Here’s the basic process:

  • Leaves are dried to remove most of the moisture
  • Then cooled for 1 to 3 hours
  • Then tossed and rolled for 10 to 30 minutes
  • Steps 2 and 3 are repeated until stopped by the operator
  • Then roasted at a high temperature for 5 minutes
  • Then kneaded for about 5 minutes
  • Roasted again for about 2 minutes

How does it taste?

It typically has a deep earthy taste with a lingering after-taste. Because it is fermented, it doesn’t have the bitterness that is sometimes associated with green tea.

It’s a unique flavor that many people don’t like at first. I like to compare it to a very weak coffee. Once you get used to the taste, you’ll find that it is just as refreshing as regular iced tea.

Oolong tea benefits

Oolong tea has about 35mg of EGCG on average. Although this is only half of what green tea has, it still ranks pretty high up.
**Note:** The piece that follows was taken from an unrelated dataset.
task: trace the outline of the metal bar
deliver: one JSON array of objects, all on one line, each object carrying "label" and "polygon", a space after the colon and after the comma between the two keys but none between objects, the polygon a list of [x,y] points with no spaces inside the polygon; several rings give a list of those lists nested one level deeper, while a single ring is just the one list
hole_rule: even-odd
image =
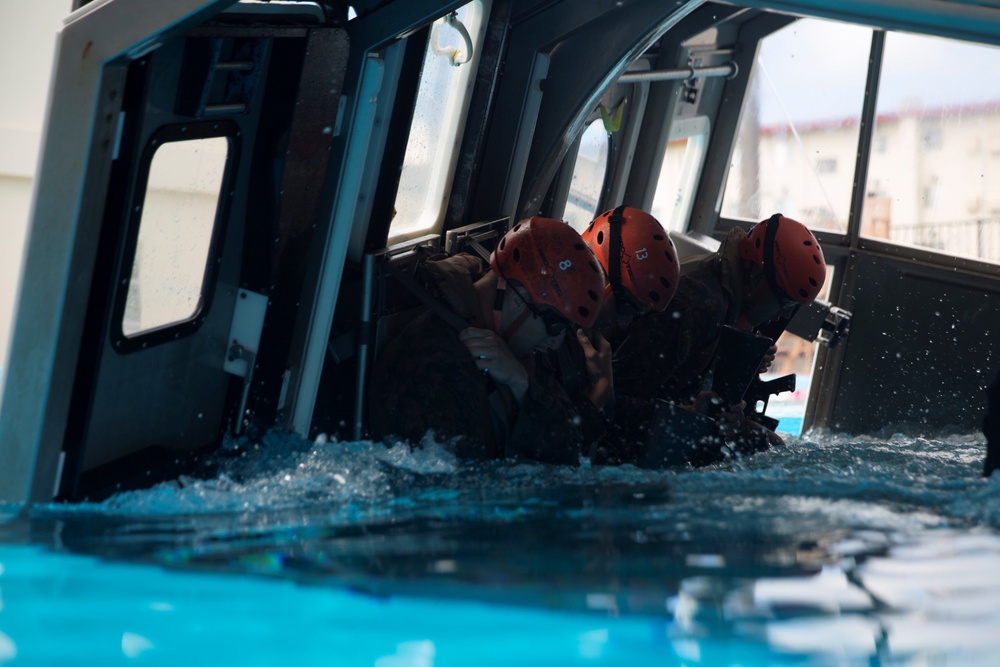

Like green tea, there are also studies suggesting that it has the ability to help prevent the development of cancer. In a study done at the Chinese Academy of Sciences, Yu Long Chen implies that its extract has higher anti-inflammatory activity than both green and black teas.

Here’s the skinny

There have also been studies that report it has an anti-obesity effect. It is said that the tea has fat-decreasing mechanisms – like thiamin, arginine, caffeine, EGCG and citric acid – that in combination decrease body fat.

I don’t know if this is true and I wouldn’t count on it as the one fix-all to lose weight. What I will say is that here in Japan, when I go out to eat Korean barbecue all my Japanese friends drink it. They claim it helps to keep their bodies from storing the fat from the meat.

My two cents

Personally, I’m a huge fan of this semi-fermented tea. It is always part of my tea arsenal. I like it ice cold on a hot humid day or after an intense workout (after I’ve drunk my weight in water). Just like green tea, if you’re not used to the taste, it will take some time to start liking it. I bet you hated coffee the first time you tasted it!

If you are looking to lose weight, then you will need more than just a drink to achieve your goal.


Chen, Y., Duan, J., Jiang, Y., Shi, J., Peng, L., Xue, S., & Kakuda, Y. (2011). Production, quality, and biological effects of oolong tea (camellia sinensis). Food Reviews International27(1), 1-15.